A flaw in Polkit that has been running on Linux systems for seven years allows underprivileged users to access Root.
Malicious users can take advantage of a flaw in Polkit and locally bypass the rights of an unauthorized user to gain root access to the Linux system.
The Polkit (formerly PolicyKit) it is a toolcase for setting and manipulating permissions in Linux distributions and is used to allow non-privileged processes to communicate with privileged processes.
Η vulnerability was named CVE-2021-3560 (CVSS rating: 7,8), and affects polkit versions between 0.113 and 0.118. It was discovered by security investigator Kevin Backhouse, who said the issue was raised in code that was first released on November 9, 2013 (!!).
Red Hat Cedric Buissart he mentioned that Debian-based distributions contain polkit 0.105 and are therefore vulnerable.
RHEL 8, Fedora 21 (or later), Debian “Bullseye” and Ubuntu 20.04 are some of the most popular Linux distributions affected by the polkit vulnerability. The problem has been mitigated in version 0.119, which was released on June 3.

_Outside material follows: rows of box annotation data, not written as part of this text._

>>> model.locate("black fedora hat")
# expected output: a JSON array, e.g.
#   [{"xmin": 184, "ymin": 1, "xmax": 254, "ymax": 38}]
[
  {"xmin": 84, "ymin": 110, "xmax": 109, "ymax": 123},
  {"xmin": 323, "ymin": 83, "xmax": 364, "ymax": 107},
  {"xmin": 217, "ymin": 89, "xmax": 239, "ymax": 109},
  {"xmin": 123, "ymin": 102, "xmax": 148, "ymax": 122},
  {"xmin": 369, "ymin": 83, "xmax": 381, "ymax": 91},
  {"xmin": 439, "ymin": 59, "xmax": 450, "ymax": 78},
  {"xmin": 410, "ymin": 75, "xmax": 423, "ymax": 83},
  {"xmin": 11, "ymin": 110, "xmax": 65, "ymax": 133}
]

Backhouse said: "Vulnerability is surprisingly easy to exploit. All you need is some commands in the terminal using only standard tools like bash, kill and dbus-send.
“dbus-send” is a Linux inter-process communication (IPC) mechanism, and is used to send a message over the D-Bus message bus, allowing communication between multiple processes running simultaneously on the same computer. Killing the command causes authentication to be bypassed because polkit handles the aborted message and treats the request as if it came from a procedure with root privileges (UID 0), thus allowing the request.
Linux users should update their operating system immediately to rectify the potential risk arising from the defect.